– Как мальчишки в таком возрасте могут нравиться? Понимаешь, о чем я? Они все неотесанные, эгоисты и думают только об одном: как бы девчонке под юбку залезть. Мне от этого сразу противно становилось. А хотелось, чтобы все было, как у нас с тобой.
– Знаешь, в шестнадцать лет и я, наверное, такой же был: эгоист бездумный, который только и мечтал залезть кому-нибудь под юбку. А как же иначе?
– Хорошо, что мы тогда не встретились, – улыбнулась Симамото. – В двенадцать лет разбежались, в тридцать семь снова сошлись… Может, это самый лучший вариант?
– Не знаю…
– А сейчас как? Кроме юбок о чем-нибудь можешь думать?
– Вообще-то могу, – ответил я. – Хотя если это тебя так волнует, в следующий раз, может, в брюках придешь?
Симамото посмотрела на свои руки, сложенные на столе, и рассмеялась. Колец на пальцах у нее, как всегда, не было. Браслет и часики – каждый раз новые. И сережки. Только колец не признавала.
– Не хотелось никому становиться обузой, – продолжала она. – Понимаешь? Мне столько всего было недоступно. Пикники, плавание, лыжи, коньки, дискотеки… Все эти развлечения были не для меня. Я и ходила-то еле-еле. Оставалось сидеть с кем-нибудь, разговаривать да музыку слушать. Но ведь так парней обычно надолго не хватает. И мне все это опротивело.
Симамото сделала глоток «Перрье» из стакана, где плавал ломтик лимона. Стоял теплый день, какие бывают в середине марта. Толпа прохожих на Омотэ-Сандо пестрела рубашками с короткими рукавами – в них уже облачилась молодежь.
– Вот встречались бы мы тогда с тобой и дальше, и чем бы кончилось? Я бы тебе надоела, стала мешать. Ты же хотел жить активно, вырваться на простор, в окружающий огромный мир. Я бы этого не вынесла.
– Нет, никогда бы такого не случилось. Не могла ты мне надоесть. Между нами было что-то… особенное. Не знаю, как сказать. Но было. Что-то очень ценное, важное… Ну, ты же понимаешь.
Не меняя выражения лица, Симамото внимательно посмотрела на меня.
– Нет во мне ничего выдающегося, – говорил я. – Похвастаться особо нечем. Грубый, безразличный, нагловатый тип. Я и сейчас такой. А уж раньше-то… Так что я тебе совсем не подходил, наверное. Но одно могу точно сказать: ты бы мне никогда не надоела. В этом смысле я не такой, как другие. К тебе у меня особенное отношение. Я это чувствую.

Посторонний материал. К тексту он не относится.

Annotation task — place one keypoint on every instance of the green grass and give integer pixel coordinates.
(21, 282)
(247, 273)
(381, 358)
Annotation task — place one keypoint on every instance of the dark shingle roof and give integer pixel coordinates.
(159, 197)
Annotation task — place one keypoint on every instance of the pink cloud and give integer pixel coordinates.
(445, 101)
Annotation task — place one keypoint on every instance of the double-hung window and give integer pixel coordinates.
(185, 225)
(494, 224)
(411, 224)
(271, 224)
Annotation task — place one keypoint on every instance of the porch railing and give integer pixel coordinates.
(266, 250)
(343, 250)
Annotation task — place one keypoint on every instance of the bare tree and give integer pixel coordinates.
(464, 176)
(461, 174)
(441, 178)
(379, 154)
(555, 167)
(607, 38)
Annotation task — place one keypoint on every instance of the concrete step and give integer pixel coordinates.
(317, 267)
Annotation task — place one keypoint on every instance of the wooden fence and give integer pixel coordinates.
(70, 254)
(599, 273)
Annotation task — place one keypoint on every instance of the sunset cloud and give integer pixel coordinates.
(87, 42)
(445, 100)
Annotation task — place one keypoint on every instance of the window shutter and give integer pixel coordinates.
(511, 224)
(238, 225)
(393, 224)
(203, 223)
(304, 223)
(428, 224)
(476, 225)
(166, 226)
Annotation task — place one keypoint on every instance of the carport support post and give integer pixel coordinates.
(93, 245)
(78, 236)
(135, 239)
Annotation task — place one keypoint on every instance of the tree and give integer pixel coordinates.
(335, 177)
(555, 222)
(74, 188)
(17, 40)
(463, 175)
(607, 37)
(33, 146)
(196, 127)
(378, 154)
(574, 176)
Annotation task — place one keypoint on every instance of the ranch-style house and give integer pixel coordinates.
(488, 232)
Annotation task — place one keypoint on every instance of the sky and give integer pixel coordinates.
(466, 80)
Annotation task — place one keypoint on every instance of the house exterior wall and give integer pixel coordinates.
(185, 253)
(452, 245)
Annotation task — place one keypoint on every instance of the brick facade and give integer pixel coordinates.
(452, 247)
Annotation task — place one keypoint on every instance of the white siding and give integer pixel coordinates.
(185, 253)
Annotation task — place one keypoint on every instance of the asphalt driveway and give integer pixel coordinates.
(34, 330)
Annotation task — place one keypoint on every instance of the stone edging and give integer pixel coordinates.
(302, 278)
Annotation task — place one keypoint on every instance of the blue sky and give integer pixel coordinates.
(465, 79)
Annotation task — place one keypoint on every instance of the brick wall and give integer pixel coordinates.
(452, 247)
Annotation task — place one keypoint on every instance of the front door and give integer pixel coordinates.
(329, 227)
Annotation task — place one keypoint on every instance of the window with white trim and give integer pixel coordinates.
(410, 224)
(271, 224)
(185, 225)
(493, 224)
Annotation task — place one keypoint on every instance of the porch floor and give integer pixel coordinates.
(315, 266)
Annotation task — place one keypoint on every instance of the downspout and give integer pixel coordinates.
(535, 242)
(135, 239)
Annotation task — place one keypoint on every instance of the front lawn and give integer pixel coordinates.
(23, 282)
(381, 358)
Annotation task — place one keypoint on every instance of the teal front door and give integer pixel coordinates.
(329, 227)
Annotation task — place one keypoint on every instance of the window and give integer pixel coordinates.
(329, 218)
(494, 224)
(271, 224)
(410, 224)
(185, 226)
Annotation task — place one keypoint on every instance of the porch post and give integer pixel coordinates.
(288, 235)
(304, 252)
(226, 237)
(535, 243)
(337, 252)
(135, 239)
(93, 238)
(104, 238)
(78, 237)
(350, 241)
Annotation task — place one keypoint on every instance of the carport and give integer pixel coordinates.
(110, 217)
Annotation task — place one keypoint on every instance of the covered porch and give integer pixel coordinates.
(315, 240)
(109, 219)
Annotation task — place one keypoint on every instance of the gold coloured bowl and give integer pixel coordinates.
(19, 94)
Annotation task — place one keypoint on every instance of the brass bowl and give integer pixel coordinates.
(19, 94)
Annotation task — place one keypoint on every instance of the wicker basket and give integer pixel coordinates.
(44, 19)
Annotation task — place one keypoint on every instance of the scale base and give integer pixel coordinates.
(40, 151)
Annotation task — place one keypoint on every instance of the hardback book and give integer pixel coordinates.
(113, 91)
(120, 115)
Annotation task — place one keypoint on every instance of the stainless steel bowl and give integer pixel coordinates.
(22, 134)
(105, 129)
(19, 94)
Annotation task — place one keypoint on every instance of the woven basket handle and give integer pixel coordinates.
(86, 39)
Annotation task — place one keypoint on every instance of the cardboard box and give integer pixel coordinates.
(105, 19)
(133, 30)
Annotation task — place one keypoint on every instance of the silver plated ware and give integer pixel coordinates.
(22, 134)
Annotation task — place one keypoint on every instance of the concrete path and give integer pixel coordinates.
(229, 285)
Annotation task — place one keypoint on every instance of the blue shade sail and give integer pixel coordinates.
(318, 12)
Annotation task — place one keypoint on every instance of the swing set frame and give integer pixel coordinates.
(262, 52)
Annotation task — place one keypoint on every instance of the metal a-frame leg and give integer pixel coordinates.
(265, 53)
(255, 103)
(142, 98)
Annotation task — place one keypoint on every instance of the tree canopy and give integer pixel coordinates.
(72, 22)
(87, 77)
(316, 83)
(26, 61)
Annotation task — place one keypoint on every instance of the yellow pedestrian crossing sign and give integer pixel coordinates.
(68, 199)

Симамото снова бросила взгляд на свои руки на столе, чуть развела пальцы, точно хотела убедиться, что с ними все в порядке.
– Знаешь, Хадзимэ, как это ни печально, есть в жизни вещи, которые не вернешь. Уж если что-то сдвинулось с места, назад хода не будет, как ни старайся. Чуть что пойдет наперекосяк – все! Ничего уже не исправишь.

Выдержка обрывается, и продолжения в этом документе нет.